Watch Out for These Misconceptions

  • During Collaborative Investigation: Disease Cluster Mapping, watch for students attributing all clustering to chance rather than climate or transport routes.

    Ask each group to overlay their disease layer with a transportation or elevation layer. Ask them to state one geographic factor that aligns with the cluster edge, and have groups compare findings to see geography’s role directly on the map.

  • During Think-Pair-Share: Intervention Tradeoffs, watch for students assuming healthcare access alone solves disparities.

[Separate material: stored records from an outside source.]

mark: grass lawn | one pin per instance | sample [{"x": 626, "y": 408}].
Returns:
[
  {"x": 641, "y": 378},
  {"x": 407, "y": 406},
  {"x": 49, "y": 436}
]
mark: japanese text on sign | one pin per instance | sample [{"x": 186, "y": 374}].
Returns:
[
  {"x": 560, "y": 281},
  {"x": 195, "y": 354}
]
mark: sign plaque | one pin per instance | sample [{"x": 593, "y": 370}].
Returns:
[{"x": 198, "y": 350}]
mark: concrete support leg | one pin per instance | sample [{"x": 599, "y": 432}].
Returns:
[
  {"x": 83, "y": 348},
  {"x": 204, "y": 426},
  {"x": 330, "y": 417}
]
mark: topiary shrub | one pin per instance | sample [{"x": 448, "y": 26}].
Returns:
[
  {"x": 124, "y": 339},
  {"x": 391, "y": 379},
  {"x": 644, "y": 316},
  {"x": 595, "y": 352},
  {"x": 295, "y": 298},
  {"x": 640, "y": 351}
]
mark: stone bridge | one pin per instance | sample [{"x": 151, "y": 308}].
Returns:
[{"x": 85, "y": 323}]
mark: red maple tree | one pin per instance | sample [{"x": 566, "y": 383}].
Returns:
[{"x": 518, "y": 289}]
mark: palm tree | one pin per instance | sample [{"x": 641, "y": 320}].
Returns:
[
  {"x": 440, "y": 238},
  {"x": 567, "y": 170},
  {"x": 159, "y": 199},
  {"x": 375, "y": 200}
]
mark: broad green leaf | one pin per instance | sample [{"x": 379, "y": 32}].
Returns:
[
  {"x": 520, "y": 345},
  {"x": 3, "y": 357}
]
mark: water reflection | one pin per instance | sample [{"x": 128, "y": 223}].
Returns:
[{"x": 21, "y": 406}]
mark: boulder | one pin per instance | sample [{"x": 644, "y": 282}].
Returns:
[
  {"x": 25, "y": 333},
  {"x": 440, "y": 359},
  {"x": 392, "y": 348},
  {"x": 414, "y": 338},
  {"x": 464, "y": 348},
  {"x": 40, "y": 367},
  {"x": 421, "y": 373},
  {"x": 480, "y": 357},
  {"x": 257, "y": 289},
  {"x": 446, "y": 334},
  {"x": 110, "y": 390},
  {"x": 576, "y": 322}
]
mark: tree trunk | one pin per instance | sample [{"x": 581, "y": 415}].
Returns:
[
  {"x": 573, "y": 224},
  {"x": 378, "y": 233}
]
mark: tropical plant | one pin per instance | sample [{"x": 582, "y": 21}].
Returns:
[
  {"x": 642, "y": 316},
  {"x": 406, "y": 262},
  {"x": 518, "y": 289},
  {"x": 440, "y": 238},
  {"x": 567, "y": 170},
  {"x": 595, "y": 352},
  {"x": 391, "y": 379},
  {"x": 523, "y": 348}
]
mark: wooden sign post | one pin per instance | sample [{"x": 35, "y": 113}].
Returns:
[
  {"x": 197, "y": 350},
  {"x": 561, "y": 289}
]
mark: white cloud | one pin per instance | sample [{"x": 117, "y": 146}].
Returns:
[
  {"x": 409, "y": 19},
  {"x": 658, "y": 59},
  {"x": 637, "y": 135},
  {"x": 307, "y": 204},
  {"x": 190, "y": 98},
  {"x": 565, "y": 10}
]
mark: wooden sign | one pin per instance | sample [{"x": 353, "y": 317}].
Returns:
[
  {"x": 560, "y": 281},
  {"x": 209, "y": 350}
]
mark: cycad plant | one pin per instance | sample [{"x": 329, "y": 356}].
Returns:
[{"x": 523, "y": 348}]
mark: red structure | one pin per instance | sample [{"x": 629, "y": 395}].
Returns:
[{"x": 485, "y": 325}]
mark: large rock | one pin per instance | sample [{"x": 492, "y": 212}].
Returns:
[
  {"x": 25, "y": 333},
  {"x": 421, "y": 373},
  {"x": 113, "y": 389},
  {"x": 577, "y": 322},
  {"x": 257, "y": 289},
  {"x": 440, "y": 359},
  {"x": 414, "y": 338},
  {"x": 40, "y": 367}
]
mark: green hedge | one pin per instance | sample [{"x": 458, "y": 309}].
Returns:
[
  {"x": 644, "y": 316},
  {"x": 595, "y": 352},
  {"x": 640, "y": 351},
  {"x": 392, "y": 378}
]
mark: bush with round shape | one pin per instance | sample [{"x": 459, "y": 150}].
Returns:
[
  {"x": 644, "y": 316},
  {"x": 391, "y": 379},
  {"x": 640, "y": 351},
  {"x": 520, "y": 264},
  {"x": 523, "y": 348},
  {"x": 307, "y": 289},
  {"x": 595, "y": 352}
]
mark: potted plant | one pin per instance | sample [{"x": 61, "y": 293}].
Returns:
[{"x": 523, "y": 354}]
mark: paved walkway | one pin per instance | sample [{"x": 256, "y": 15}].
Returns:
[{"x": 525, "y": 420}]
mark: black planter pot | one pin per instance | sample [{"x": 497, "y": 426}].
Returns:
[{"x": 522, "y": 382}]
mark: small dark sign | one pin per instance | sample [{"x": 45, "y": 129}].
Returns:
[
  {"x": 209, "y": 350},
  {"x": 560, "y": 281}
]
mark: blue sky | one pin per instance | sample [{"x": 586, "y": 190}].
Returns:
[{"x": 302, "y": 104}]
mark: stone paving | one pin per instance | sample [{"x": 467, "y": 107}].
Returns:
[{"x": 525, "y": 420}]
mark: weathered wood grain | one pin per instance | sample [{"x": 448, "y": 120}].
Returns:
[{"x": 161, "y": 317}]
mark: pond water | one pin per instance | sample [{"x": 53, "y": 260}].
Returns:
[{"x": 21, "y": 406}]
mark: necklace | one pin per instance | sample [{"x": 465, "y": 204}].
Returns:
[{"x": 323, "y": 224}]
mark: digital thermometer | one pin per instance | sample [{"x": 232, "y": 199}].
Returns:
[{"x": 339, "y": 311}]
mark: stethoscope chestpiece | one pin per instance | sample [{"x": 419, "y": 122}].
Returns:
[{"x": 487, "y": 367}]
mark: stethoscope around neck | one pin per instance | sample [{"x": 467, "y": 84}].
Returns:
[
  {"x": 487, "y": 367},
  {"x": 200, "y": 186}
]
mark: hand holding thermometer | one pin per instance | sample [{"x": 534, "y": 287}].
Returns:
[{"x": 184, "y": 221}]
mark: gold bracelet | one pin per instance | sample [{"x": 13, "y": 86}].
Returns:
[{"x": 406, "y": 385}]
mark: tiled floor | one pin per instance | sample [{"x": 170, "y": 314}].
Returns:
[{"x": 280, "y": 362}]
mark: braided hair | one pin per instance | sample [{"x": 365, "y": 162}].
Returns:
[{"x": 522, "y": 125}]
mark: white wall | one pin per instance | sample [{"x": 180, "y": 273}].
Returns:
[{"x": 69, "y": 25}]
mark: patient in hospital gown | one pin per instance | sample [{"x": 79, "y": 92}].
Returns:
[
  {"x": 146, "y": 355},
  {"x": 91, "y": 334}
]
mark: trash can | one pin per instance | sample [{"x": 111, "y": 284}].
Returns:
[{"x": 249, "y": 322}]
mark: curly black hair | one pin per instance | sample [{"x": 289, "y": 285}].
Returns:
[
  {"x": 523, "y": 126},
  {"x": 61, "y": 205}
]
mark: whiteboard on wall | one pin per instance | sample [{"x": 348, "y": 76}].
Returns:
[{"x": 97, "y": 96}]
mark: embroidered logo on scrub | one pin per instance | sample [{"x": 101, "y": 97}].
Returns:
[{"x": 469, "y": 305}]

    Hand each pair a county map showing both healthcare facility locations and poverty rates. Ask them to explain why a new clinic in a low-density county might not reduce Lyme cases if deer populations and outdoor recreation habits remain unchanged.

  • During Role Play: Local Health Board Decision, watch for students treating GIS as decoration rather than a diagnostic tool.

    Require the board to present two GIS outputs during their decision: a heat map of current cases and a network analysis of transit routes that could spread disease. Ask the class to judge whether the outputs justified the chosen intervention.